Light from Cottonwood lights up the side of Courthouse Butte (left), with Bell Rock to the right and star trails of the Milky Way overhead, in the middle of a cold night in March, from Yavapai Vista with a group from a Photopills seminar, organized by the Sedona Camera Club. An occasional car zipping by in the night defines Highway 89 below the red rock formations.

Until around 5:30 am, when the crescent moon peeked over the left shoulder of Bell Rock.

This cold February night with the Sedona Camera Club and Photopills guru Rafeal Pons concluded with Venus glowing brightly and the moon rising over the left shoulder of Bell Rock (taken from Yavapai Vista).

It was cold, in the 30s, but with heated insoles in my boots and in my gloves, the first hour wasn’t too bad.  The cold did penetrate with increasingly persistence with time.  Most of the group stayed through the blue hour but I don’t think anyone stayed to shoot the sunrise.  I was home by 7 am and stayed in my thick down coat for another hour in the warmth of the house.
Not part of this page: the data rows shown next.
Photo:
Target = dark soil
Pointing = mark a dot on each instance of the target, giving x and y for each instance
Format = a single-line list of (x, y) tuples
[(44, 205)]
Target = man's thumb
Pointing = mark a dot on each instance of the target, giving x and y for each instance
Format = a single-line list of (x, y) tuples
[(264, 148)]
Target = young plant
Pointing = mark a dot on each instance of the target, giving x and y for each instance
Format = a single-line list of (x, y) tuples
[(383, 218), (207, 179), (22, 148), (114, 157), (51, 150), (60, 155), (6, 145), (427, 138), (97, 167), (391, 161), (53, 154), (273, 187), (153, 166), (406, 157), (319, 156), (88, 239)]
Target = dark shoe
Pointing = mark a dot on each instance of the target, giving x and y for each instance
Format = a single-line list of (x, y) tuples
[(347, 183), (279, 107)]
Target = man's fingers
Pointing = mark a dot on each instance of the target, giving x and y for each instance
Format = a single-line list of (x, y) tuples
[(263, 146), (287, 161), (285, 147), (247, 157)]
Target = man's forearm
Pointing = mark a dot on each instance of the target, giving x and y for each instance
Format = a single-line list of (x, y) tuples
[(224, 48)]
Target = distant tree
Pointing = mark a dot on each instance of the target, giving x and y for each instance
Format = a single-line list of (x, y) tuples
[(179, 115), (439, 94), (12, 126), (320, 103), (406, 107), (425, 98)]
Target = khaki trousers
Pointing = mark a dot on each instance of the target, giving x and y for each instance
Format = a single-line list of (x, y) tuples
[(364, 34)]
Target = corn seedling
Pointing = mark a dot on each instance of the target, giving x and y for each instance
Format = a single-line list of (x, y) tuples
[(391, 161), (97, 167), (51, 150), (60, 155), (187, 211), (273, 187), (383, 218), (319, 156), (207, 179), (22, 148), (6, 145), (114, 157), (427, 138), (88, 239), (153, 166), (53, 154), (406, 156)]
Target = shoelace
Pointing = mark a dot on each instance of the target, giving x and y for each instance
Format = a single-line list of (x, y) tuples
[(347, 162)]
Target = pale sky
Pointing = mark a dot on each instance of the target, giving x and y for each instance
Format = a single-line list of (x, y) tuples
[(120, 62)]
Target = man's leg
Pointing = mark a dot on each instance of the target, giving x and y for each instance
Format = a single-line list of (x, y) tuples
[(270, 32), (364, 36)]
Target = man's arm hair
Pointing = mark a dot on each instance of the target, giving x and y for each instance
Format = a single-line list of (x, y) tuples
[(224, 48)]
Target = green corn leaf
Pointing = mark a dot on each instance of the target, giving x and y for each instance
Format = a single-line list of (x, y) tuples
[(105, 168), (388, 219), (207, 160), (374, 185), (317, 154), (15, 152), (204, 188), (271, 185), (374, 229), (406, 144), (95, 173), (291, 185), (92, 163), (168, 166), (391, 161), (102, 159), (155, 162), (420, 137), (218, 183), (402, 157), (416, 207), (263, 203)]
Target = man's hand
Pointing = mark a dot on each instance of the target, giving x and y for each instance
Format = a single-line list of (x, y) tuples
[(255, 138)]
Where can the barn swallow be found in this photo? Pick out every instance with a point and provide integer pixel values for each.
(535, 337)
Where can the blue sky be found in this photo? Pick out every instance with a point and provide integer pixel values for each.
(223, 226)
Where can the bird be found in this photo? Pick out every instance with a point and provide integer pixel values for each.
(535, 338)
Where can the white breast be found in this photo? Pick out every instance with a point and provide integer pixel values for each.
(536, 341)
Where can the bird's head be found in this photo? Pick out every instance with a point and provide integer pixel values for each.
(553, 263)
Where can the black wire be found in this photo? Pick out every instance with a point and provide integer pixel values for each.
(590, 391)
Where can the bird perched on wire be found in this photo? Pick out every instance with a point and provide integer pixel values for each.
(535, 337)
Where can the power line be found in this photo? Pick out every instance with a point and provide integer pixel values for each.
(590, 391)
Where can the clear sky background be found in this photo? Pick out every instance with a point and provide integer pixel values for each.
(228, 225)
This was a great, action-packed week of film viewing, interspersed with some snow hiking and photography, capped off by learning some new Photopills capabilities.  For a change, Steve saw more films than I did, managing 20 for the week to my 18, out of a possible 36 (9 days of the festival with 4 screenings/day).  Our favorites for the week were two French thrillers, Black Box and Tokyo Shaking, although almost all of the films were worthy.Of the films I saw, I gave all but 3 the highest rating of “5”; even those 3 were “4” in my book.

At the week’s end, we were poised on the cusp of starting our new, reduced work status (50% for Steve and 60% for me) on March 1, so maybe next year we can stay for the final Sunday of the next year’s SIFF!